Wikipedia has a good discussion on LR parser theory. After reading the Wikipedia article a few times, things start to make more sense. Don't worry though because my tutorial series can be completed without much knowledge on the inner workings of LR parsers. We'll focus on building grammars and using the Syntax tool to handle the complicated stuff for us.

The Syntax tool also provides a special debug mode. We can activate debug mode by using the --debug or -d option.

shell

Copied! ⭐️

syntax-cli -g pizza.g -m lalr1 -p 'pizza donut' -d

The above command will output certain diagnostics such as measuring the timing of certain steps during the parser generation process as well as other information.

text

Copied! ⭐️

DEBUG mode is: ON

[DEBUG] Grammar (bnf) is in JS format
[DEBUG] Grammar loaded in: 0.906ms

Parsing mode: LALR1_BY_SLR(1).

Parsing:

pizza donut

[DEBUG] Building canonical collection: 1.318ms
[DEBUG] Number of states in the collection: 7
[DEBUG] LALR-by-SLR: Building extended grammar for LALR: 0.934ms
[DEBUG] Building Follow sets: 0.545ms
[DEBUG] LALR-by-SLR: Group extended productions by final sets: 0.279ms
[DEBUG] LALR-by-SLR: Updating item reduce sets: 0.134ms
[DEBUG] Building LALR-by-SLR: 2.584ms
[DEBUG] Building LR parsing table: 0.342ms
[DEBUG] LR parsing: 0.803ms
✓ Accepted

Parsed value: 

pizza 🍕 donut 🍩

For more information on debugging grammars, parsers, or the Syntax tool, please consult the official documentation or run syntax-cli --help in the terminal to see what other options may be of use to you.

Conclusion

This concludes the introduction to the Syntax parser generator tool.
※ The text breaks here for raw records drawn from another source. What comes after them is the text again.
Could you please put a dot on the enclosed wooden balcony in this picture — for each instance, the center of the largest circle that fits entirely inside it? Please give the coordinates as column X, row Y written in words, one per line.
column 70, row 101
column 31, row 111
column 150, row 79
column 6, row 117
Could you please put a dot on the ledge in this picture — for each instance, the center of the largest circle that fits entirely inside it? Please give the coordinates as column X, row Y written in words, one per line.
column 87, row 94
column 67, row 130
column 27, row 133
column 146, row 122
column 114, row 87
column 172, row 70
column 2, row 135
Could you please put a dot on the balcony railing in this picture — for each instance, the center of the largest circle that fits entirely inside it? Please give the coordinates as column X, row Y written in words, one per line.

The Syntax tool is an amazing piece of software because it can help us understand various parser algorithms, provide helpful error messages, and provide lots of convenient features when building grammars.

The Syntax tool can also build parsers for multiple languages, not just JavaScript! In the next tutorial, we'll start building a math expression parser instead of a pizza-donut parser 🍕🍩. See you there!